We don't add symmetric constraints because we loose the type of the matrix:

julia> σ
4×4 Symmetric{VariableRef, Matrix{VariableRef}}:
 σ[1,1]  σ[1,2]  σ[1,3]  σ[1,4]
 σ[1,2]  σ[2,2]  σ[2,3]  σ[2,4]
 σ[1,3]  σ[2,3]  σ[3,3]  σ[3,4]
 σ[1,4]  σ[2,4]  σ[3,4]  σ[4,4]

julia> noisy_state
4×4 Hermitian{AffExpr, Matrix{AffExpr}}:
 λ + 0.0007142349938333907  -0.005378044977694615    …  -0.02486244188463285
 -0.005378044977694615      λ + 0.04049559043147808     0.18720915646155625
 0.008164586821029125       -0.06147768665340706        -0.2842083727379334
 -0.02486244188463285       0.18720915646155625         λ + 0.8654588781055151

julia> σ - noisy_state
4×4 Matrix{AffExpr}:
 σ[1,1] - λ - 0.0007142349938333907  …  σ[1,4] + 0.02486244188463285
 σ[1,2] + 0.005378044977694615          σ[2,4] - 0.18720915646155625
 σ[1,3] - 0.008164586821029125          σ[3,4] + 0.2842083727379334
 σ[1,4] + 0.02486244188463285           σ[4,4] - λ - 0.8654588781055151

I guess we could perhaps expect that -(::Symmetric, ::Hermitian) is Hermitian?

[odow]

So perhaps your underlying issue is:

julia> using JuMP, LinearAlgebra

julia> model = Model();

julia> @variable(model, A[1:2, 1:2] in PSDCone());

julia> @variable(model, B[1:2, 1:2] in HermitianPSDCone());

julia> A + B
2×2 Matrix{GenericAffExpr{ComplexF64, VariableRef}}:
 A[1,1] + real(B[1,1])                    A[1,2] + real(B[1,2]) + imag(B[1,2]) im
 A[1,2] + real(B[1,2]) - imag(B[1,2]) im  A[2,2] + real(B[2,2])

julia> C = LinearAlgebra.Symmetric(rand(Float64, 2, 2));

julia> D = LinearAlgebra.Hermitian(rand(ComplexF64, 2, 2));

julia> C + D
2×2 Hermitian{ComplexF64, Matrix{ComplexF64}}:
  1.66933+0.0im       0.626978+0.438058im
 0.626978-0.438058im  0.427326+0.0im

[odow]

We're missing overloads for these base methods: https://github.com/JuliaLang/julia/blob/48d4fd48430af58502699fdf3504b90589df3852/stdlib/LinearAlgebra/src/symmetric.jl#L516-L519

[araujoms]

Fair enough.
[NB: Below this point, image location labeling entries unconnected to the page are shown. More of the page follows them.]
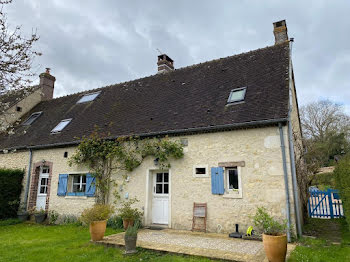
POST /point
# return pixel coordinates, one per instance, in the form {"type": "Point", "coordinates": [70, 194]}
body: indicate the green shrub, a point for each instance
{"type": "Point", "coordinates": [96, 213]}
{"type": "Point", "coordinates": [115, 222]}
{"type": "Point", "coordinates": [132, 231]}
{"type": "Point", "coordinates": [10, 191]}
{"type": "Point", "coordinates": [342, 180]}
{"type": "Point", "coordinates": [267, 224]}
It's not the design I would have chosen, but there's no silent failure anymore, which is the part I found really objectionable. Now it gives either the correct answer or PrimalInconsistent. I'm just a bit puzzled about why the eltype of the return dual variable is suddenly ComplexF64.

[odow]

I'm just a bit puzzled about why the eltype of the return dual variable is suddenly ComplexF64.

Because we assumed that Hermitian matrices are Complex-valued.

I've added a new method to #3805 where we now add Real-valued Hermitian matrices as SymmetricMatrixShape instead.

[araujoms]

Cool, now it's real. Thanks a lot!

[blegat]

Thanks for catching the bugs, issues in the dual are not easy to spot!